Si l'Argentine a aujourd'hui une population 
                      en grande majorité blanche, elle a pourtant été 
                      un grand pourvoyeur d'esclaves africains, dont l'influence 
                      sur l'origine du tango argentin semble attestée. 
                      Demeurée vivante dans les rythmes et les danses du 
                      candombé uruguayen, la tradition africaine en tant 
                      que telle est cependant difficile à retracer avec 
                      précision dans le tango argentin. Phénomène 
                      musical et chorégraphique devenu mondial, celui-ci 
                      procède d'un métissage particulièrement 
                      original, qui s'est réalisé dès la 
                      seconde moitié du XIXe siècle au sein des 
                      communautés d'émigrés européens, 
                      notamment italiens ou français comme Carlos Gardel, 
                      le plus célèbre des tangueros. Les principales 
                      sources du tango sont les danses populaires du Río 
                      de la Plata comme la milonga, mêlées à 
                      l'influence de la habanera cubaine ou du tanguillo andalou. 
                    
                    A l'origine, le tango était accompagné 
                      à la guitare, au violon et à la flûte, 
                      parfois aussi au piano; l'apparition du bandonéon, 
                      un instrument d'origine allemande aujourd'hui indissociablement 
                      lié à l'image du tango, ne date probablement 
                      que des premières années du XXe siècle. 
                      Très populaire jusqu’aux années 1950, 
                      il perdra ensuite quelque peu de sa popularité jusqu’à 
                      ce que surgisse une personnalité qui allait en renouveler 
                      radicalement l’esthétique : le compositeur 
                      et bandonéoniste Astor Piazzola (1921-1992), figure 
                      emblématique du tango nuevo, dont l’influence 
                      marquera toutes les générations suivantes 
                      de tangueros. Sa musique pour le film Sur de Fernando Solanas 
                      (1988) est restée dans toutes les mémoires.

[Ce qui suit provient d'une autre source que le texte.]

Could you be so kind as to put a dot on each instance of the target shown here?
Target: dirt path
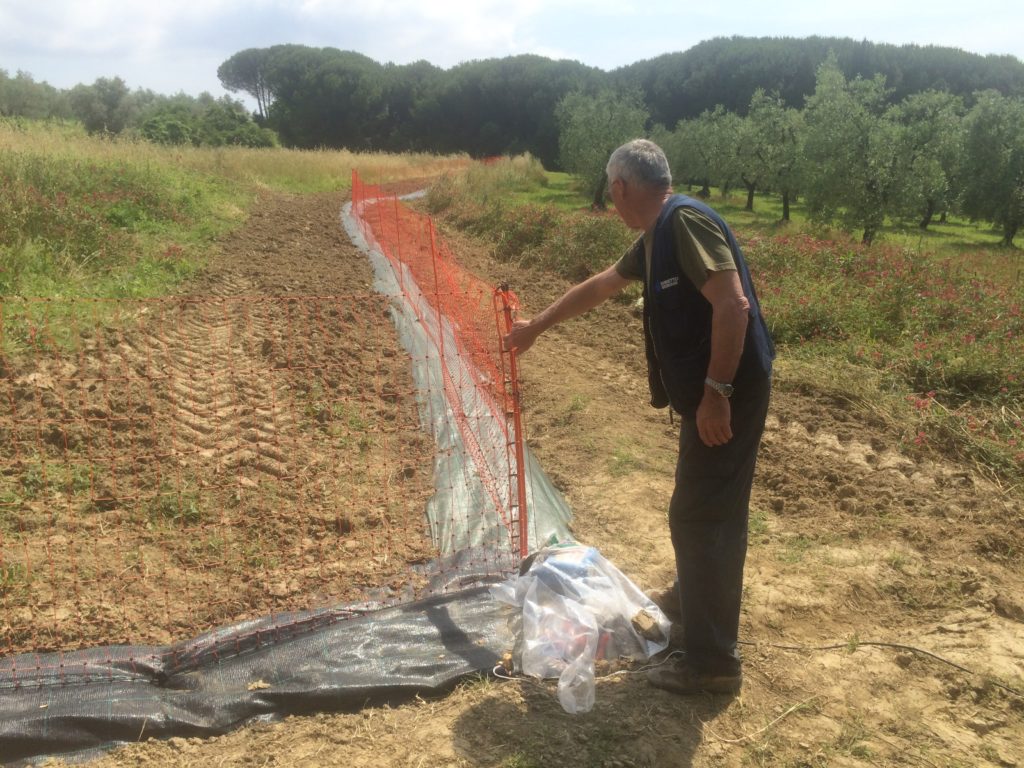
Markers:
(853, 546)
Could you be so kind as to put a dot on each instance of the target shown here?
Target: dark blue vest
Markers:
(677, 321)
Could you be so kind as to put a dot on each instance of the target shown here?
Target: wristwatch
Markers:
(725, 390)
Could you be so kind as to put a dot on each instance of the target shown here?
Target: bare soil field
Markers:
(884, 604)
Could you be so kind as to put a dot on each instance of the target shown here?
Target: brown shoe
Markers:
(679, 677)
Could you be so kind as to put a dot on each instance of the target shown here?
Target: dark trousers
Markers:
(708, 519)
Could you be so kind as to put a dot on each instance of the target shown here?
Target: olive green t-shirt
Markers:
(700, 248)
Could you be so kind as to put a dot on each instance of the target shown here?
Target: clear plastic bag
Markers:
(574, 608)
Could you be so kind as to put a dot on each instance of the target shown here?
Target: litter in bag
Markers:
(574, 608)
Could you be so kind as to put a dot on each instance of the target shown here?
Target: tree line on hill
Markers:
(855, 158)
(108, 105)
(336, 98)
(861, 131)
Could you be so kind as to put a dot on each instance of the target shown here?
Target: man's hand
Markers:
(714, 420)
(521, 337)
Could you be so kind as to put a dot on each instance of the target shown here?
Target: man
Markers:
(709, 355)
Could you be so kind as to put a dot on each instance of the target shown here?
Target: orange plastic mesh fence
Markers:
(169, 466)
(425, 266)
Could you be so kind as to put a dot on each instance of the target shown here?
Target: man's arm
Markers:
(576, 301)
(730, 311)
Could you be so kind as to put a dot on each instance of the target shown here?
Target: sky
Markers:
(176, 46)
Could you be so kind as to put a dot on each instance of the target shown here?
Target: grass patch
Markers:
(85, 216)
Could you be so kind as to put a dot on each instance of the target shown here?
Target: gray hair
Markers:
(640, 162)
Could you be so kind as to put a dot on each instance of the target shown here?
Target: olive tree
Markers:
(931, 150)
(851, 152)
(590, 129)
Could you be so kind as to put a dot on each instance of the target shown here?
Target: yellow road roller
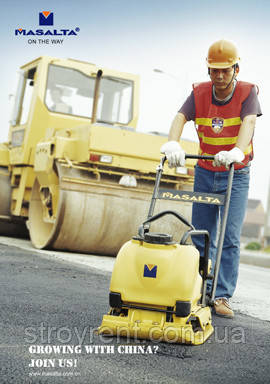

                    « Lumières Tango » propose 
                      une image résolument actuelle du tango et de ses 
                      récents développements en Argentine et en 
                      Europe. Les quatre groupes présentés dans 
                      ce cycle de concerts illustrent les principaux courants 
                      du tango contemporain : nouvelles compositions et timbres 
                      instrumentaux inédits, rapprochement avec le jazz 
                      et les musiques improvisées, mais aussi affirmation 
                      d’un lien nouveau avec les racines du tango, revisitées 
                      avec talent et créativité. Le groupe Linea 
                      13, exceptionnellement associés au virtuose du bandonéon 
                      César Stroscio ; le guitariste et chanteur Narciso 
                      Saúl, dont l’approche intimiste et épurée 
                      est soutenue par une nouvelle formation ; le prodigieux 
                      bandonéoniste Marcelo Mercadante, dont les « 
                      Banlieues de l’âme » (Suburbios del alma) 
                      nous proposent une approche roborative du tango contemporain 
                      ; et enfin la chanteuse Maria de la Paz, pour la première 
                      fois associée au groupe Libertango d’Eduardo 
                      Kohan pour une commande spéciale des Ateliers d’ethnomusicologie.
                    Cette incursion dans le monde du tango 
                      pourra être approfondie par la découverte d’un 
                      film récent, « 12 tangos – Return Ticket 
                      to Buenos Aires », encore jamais présenté 
                      à Genève, par un stage d’introduction 
                      par la danseuse Mariela Casabonne, et enfin par un conférence 
                      du spécialiste Norberto Gimelfarb, qui fournira les 
                      principales clefs d’accès à l’univers 
                      fascinant du tango.
                    C’est à une image décapante 
                      du monde du tango que nous invite ce cycle de concerts : 
                      musique urbaine par excellence, née dans les quartiers 
                      pauvres de Buenos Aires, le tango a grandi dans la rue, 
                      dans les bars louches et les lupanars crasseux, nourri d’aventures 
                      cruelles et de souvenirs douloureux. Et s’il a un 
                      jour conquis Paris et les salons chics des grandes capitales, 
                      ça n’a jamais été au prix de 
                      son âme. Ces « Lumières Tango » 
                      éclairent un labyrinthe d’émotions intenses, 
                      parfois pathétiques, parfois jubilatoires, mais toujours 
                      criantes de vérité.